Hybrid operating rooms are in demand because they allow surgical, interventional and electrophysiology specialists to perform minimally invasive, complex minimally invasive and open procedures, in the same operative environment. Multi-disciplinary interest is driven by the merging of advanced radiographic, robotic, and navigation tools with traditional surgical elements, all in a sterile environment.
The synergy of technologies (and specifically the use of endovascular and percutaneous techniques) is driving innovations in surgical approaches for the most medically challenging patient populations. These multifunctional rooms are making it possible to more confidently manage complex patients with co-morbidities and those at risk for complications – and ultimately to reduce hospital stays and rehabilitation times. In addition, the advanced nature of the hybrid operating room provides an environment that fosters innovation and helps surgeons and specialists achieve new standards of care.
The bottom line is, whether it is intended for surgical procedures supported by imaging or for interventional procedures with a back-up surgical “safety net,” thoughtful
planning and prepping are critical when planning a hybrid operating room.

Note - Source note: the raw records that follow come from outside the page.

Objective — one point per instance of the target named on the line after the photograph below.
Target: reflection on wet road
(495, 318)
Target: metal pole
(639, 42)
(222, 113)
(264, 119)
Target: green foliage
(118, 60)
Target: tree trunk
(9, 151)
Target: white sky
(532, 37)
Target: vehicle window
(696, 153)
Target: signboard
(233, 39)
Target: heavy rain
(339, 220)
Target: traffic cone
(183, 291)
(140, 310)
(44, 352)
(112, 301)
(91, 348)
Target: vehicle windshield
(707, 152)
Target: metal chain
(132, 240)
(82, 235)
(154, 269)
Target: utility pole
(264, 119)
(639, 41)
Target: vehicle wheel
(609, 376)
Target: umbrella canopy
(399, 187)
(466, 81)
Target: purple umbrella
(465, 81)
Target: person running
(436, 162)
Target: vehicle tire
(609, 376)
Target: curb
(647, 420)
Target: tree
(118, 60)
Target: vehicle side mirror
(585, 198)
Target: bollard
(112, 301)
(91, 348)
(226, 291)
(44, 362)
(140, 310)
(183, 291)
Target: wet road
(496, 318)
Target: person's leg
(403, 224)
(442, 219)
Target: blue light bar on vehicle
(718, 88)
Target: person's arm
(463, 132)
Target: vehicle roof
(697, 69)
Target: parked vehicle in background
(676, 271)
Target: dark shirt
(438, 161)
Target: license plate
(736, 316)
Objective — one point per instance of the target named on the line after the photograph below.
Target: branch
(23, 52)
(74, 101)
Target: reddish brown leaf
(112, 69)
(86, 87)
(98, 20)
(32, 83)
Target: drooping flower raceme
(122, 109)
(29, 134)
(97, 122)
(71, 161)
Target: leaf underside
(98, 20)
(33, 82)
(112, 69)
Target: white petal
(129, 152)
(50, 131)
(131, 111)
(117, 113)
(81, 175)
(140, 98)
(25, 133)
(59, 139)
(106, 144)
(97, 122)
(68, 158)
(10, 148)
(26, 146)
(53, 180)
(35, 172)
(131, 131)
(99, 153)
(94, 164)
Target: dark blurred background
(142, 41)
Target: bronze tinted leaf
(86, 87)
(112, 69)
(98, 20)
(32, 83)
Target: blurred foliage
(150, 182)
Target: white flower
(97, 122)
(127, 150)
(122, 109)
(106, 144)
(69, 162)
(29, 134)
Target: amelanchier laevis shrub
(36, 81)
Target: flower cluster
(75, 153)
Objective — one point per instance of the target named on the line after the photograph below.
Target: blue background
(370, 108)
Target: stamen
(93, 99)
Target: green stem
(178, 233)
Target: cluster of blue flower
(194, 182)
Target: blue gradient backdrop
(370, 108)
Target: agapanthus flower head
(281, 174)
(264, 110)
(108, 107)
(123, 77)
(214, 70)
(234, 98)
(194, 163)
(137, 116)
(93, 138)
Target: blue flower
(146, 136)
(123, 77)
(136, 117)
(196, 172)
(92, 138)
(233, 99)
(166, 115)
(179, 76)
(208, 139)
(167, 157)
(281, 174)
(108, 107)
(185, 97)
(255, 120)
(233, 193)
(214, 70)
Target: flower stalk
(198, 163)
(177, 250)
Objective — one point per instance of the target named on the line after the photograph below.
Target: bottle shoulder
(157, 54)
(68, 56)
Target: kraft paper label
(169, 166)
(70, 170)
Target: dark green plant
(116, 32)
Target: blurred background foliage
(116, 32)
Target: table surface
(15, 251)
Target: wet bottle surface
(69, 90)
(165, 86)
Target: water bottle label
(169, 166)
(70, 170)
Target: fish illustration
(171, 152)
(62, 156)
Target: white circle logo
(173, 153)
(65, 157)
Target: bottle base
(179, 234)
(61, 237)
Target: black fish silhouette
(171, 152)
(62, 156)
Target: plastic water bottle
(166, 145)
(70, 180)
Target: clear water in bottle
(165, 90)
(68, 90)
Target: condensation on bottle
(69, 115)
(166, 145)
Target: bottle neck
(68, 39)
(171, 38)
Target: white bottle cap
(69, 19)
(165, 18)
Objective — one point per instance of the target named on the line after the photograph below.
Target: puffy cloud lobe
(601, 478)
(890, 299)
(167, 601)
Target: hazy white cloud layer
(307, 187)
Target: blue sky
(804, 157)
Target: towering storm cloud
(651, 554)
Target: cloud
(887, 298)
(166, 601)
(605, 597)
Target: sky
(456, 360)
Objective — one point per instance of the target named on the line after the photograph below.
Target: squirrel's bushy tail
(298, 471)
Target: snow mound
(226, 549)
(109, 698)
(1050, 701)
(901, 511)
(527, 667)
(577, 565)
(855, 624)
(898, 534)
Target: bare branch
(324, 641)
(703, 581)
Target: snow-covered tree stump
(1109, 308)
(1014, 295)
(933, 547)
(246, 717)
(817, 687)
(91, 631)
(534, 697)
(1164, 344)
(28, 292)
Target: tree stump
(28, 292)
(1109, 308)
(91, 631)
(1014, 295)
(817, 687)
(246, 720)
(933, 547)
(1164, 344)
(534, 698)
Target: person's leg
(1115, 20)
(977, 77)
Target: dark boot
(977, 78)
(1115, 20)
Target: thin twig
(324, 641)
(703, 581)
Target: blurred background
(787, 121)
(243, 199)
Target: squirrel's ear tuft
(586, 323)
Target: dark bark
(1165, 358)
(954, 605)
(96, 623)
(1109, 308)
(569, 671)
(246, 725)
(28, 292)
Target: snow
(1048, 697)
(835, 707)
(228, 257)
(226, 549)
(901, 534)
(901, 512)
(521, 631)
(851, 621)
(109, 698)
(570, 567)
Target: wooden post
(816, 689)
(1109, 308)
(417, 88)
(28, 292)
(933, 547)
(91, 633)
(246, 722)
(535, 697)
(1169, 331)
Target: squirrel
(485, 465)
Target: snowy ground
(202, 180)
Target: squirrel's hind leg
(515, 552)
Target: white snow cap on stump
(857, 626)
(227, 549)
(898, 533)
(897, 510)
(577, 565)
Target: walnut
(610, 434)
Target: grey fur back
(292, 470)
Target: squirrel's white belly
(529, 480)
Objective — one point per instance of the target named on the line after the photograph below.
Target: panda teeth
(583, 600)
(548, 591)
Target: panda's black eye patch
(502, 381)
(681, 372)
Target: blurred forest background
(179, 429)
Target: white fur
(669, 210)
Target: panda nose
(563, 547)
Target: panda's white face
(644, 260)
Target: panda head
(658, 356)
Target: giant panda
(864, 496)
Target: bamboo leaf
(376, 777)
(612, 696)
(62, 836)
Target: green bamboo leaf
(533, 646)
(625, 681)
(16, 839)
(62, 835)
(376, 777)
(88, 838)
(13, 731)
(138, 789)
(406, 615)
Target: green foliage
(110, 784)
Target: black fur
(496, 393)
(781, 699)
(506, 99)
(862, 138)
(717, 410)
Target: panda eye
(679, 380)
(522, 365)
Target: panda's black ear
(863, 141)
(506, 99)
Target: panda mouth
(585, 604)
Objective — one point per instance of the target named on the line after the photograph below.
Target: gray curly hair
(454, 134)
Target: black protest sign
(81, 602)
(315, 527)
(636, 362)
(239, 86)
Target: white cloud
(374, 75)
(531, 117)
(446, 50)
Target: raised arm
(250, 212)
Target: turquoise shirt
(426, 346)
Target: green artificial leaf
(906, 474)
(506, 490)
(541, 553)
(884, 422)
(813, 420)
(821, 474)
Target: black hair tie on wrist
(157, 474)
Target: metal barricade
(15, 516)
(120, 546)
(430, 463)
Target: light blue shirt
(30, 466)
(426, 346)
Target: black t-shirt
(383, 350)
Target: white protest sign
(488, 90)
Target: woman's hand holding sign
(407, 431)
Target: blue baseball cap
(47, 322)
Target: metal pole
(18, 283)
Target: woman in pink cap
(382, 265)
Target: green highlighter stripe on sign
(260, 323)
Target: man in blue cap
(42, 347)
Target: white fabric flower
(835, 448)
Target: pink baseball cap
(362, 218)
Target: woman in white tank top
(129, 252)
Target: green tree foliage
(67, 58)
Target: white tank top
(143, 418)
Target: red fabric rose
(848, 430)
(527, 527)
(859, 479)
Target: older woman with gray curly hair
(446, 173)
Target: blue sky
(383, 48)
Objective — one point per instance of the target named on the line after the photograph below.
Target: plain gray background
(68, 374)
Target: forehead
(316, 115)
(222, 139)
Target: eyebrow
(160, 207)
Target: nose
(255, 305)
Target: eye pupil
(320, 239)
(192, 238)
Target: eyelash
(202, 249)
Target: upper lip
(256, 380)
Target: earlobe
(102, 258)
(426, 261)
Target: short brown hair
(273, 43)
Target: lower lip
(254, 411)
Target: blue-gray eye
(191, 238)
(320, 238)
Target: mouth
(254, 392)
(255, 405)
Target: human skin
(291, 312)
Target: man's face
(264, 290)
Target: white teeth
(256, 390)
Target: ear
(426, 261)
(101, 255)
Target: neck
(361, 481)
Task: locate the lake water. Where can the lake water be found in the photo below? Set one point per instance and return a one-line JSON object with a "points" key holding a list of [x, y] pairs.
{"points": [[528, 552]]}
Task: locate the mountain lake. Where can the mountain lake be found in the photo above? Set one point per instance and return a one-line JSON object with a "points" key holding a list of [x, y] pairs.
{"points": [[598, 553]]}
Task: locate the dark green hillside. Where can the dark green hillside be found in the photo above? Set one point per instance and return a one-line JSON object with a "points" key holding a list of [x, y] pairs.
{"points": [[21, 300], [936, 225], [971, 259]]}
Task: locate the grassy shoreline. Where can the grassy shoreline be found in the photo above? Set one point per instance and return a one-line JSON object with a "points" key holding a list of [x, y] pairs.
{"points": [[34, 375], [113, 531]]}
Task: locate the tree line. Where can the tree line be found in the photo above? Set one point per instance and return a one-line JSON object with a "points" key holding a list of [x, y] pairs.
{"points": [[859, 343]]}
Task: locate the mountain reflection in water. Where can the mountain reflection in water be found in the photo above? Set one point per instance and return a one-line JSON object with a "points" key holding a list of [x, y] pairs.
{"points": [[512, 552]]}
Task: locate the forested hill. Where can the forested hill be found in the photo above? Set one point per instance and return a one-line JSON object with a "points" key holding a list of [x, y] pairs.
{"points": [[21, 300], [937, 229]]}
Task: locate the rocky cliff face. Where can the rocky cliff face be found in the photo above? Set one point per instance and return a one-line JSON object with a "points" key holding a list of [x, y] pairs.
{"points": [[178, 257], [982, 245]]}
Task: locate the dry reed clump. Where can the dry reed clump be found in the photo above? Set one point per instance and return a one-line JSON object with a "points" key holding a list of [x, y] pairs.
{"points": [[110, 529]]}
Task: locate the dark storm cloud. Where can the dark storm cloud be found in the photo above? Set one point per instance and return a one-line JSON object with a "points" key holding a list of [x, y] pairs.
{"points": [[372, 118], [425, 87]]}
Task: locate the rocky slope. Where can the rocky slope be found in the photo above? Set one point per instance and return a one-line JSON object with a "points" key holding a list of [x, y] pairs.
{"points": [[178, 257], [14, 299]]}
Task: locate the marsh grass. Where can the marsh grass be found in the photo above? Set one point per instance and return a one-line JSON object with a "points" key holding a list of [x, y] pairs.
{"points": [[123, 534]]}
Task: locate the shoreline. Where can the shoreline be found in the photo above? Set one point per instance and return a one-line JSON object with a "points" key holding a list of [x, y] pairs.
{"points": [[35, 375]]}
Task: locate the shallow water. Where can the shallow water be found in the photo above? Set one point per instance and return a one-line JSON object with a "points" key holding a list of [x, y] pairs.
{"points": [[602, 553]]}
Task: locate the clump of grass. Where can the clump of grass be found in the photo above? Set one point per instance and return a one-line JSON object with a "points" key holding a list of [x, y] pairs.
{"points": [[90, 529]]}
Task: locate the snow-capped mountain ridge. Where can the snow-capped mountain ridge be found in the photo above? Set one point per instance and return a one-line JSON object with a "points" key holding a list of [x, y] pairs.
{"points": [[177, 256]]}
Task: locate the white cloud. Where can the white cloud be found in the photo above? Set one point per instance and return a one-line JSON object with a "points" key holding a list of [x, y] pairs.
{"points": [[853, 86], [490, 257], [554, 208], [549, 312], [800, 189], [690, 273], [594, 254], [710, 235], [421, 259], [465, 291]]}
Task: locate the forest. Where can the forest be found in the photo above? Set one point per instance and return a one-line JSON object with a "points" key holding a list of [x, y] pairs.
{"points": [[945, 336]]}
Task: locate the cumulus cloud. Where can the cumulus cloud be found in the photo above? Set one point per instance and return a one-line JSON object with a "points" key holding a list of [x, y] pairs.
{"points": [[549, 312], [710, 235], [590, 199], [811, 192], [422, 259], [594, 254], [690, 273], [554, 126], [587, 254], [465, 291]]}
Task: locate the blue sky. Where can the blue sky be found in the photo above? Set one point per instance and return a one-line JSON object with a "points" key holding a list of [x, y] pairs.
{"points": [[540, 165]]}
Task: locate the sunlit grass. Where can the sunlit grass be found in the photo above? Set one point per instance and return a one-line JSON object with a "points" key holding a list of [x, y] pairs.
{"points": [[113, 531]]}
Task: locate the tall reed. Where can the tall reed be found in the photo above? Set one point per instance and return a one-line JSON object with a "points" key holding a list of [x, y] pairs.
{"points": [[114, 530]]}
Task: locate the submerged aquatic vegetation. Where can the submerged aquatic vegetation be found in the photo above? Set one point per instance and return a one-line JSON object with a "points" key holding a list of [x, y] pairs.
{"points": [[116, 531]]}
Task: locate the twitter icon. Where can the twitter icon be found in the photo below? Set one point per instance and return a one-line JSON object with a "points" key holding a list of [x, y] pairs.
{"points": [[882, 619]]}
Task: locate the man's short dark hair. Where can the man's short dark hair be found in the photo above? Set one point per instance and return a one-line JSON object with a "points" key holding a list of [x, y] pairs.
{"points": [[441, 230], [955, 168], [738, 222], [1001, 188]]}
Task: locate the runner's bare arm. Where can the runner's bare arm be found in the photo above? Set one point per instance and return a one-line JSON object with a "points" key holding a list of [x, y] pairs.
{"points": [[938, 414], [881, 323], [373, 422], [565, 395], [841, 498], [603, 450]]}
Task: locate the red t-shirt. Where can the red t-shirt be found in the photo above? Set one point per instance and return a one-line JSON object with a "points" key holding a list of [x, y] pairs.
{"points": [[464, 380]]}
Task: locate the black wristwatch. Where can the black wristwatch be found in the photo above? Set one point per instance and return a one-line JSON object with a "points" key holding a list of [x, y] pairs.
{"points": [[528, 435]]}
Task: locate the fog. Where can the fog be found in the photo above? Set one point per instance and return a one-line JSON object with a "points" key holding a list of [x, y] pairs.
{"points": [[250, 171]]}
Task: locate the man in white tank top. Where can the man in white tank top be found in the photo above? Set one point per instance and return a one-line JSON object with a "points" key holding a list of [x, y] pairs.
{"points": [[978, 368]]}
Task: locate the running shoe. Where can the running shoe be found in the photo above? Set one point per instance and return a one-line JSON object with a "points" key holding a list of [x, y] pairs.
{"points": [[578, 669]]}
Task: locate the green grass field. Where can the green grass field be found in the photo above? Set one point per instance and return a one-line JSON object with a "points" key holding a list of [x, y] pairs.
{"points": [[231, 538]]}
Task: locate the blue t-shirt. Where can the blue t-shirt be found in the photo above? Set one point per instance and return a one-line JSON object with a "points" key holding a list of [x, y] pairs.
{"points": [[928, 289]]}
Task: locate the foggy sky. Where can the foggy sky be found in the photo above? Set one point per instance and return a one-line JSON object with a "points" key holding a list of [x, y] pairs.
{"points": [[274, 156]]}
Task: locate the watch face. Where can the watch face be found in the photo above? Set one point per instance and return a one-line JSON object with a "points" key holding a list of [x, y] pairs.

It is not uncommon for hospitals building their first hybrid OR to ask, “Do we need a hybrid OR and can we convince our administration to fund one? Who should be involved in the planning and how can we be sure the room will meet everyone’s needs? What are the equipment and integration requirements to ensure multifunctional use?” To answer these questions, the project champions need to take several important steps.
A critical first step is identifying the key strategic imperatives for building a hybrid OR. These could include aligning physician needs (including recruitment and retention), or meeting Healthcare Reform and Accountable Care objectives and quality metrics. This first step is essential for securing administrative buy-in.
An equally important step is gaining good understanding of procedural numbers and projections. A thorough analysis of the catchment area by service line (cardiovascular, interventional, electrophysiology, etc.), including past and forecasted utilization, creates the foundation for identifying the most appropriate case use for the hybrid room. The most thoughtful designs and most clinically functional rooms are achieved by mapping the design to the three to five most frequent types of procedures expected to be performed.
The third step is to take the usage case to the stakeholder team for review. This group will help formulate procedure and equipment lists. Experience has shown that it is best to avoid trying to build and equip a hybrid OR to meet every possible usage scenario. Doing so can lead to a room that is over-budget, crowded, and associated with nagging impediments.
It can be helpful to create a sketch of the room as it will look for those top three to five procedures. The rendering should identify where the specialists and surgeons would be positioned within the room, and the physical location of supporting equipment.
In addition, creating procedure and equipment spreadsheets can be an extremely helpful step for staying organized. The procedure spreadsheet should include ICD9s (reimbursement data), required personnel, required equipment and operational protocol references. The equipment spreadsheet should identify if existing or new equipment will be used, and whether the equipment will be dedicated to the room or portable. The power requirements and necessary video and data outputs should also be noted. Power requirements are essential for equipment management system (boom) planning, while video and data outputs are required for integration planning.
Since hybrid ORs typically include the use of a large imaging system such as a c-arm, CT scanner or MRI scanner, planning requirements for these systems must also be considered. For c-arms, designers must plan for factors such as mono or bi-plane systems, rotational angiography, hygienic considerations and unencumbered anesthesia access. CT or MRI systems may involve factors related to suite design (two or three rooms) and whether the imaging system can be used for non-surgical procedures.
Finally, working with qualified room planners and architects capable of generating accurate 2D and 3D renderings of the room is a critical step to build consensus with your stakeholder team. 3D modeling allows each stakeholder to evaluate approach, access, ergonomics and safety, and to properly plan the logistics of installing all the technology.